Un giovane monaco praticava sotto la guida di un monaco più importante. Un giorno il maestro vide nella faccia del suo allievo l’ombra della morte, come se avesse solo sette giorni di vita. ‘Io vorrei aiutarlo, ma non posso fare nulla per controllare la vita delle persone’, pensò. Senza possibilità di cambiare le cose, decise di annunciare al giovane questa situazione. Il giovane monaco appresa la notizia, spaventato cominciò a piangere.

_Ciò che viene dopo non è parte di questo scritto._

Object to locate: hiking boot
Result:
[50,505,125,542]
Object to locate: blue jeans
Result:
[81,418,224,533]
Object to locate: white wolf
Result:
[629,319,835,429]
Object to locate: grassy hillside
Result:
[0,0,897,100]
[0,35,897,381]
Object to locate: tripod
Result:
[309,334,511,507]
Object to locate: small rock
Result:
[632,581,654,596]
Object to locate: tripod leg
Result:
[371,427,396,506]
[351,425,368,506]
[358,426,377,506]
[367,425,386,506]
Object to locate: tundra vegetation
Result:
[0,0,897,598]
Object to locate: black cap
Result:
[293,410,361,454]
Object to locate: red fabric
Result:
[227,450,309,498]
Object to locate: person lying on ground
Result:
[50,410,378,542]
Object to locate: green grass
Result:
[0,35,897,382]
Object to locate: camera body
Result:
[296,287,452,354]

Il maestro per consolarlo gli disse: “Corri subito a casa per salutare i tuoi genitori e torna la mattina del settimo giorno”. Il ragazzo tornò a casa e si accorse che lì intorno stavano affogando tante formiche per una forte pioggia e pensando alla povere bestiole cercò di salvarle. Forse, sentendo la morte vicina si era preoccupato per le piccole formiche. Senza pensare cercò di spostare tutte le formiche in una zona più asciutta e senza accorgersi del tempo trascorso si rese conto di essere diventato molto più calmo. Dopo aver prestato il soccorso a tante formiche proseguì verso casa.
Al suo arrivo raccontò ai genitori del suo stato di salute e loro gli dissero che avrebbero voluto prendere il suo posto. Il giovane allora disse: “Madre, padre, non dovete soffrire più di tanto, perché qualsiasi essere un giorno o l’altro deve morire, a me campita semplicemente di doverlo fare prima. Quando ho saputo di avere solo sette giorni di vita ho visto il buio davanti a me, poi però ho salvato tante formiche e sono diventato più felice, perché nel corso della mia vita ho potuto aiutare così tanti esseri”.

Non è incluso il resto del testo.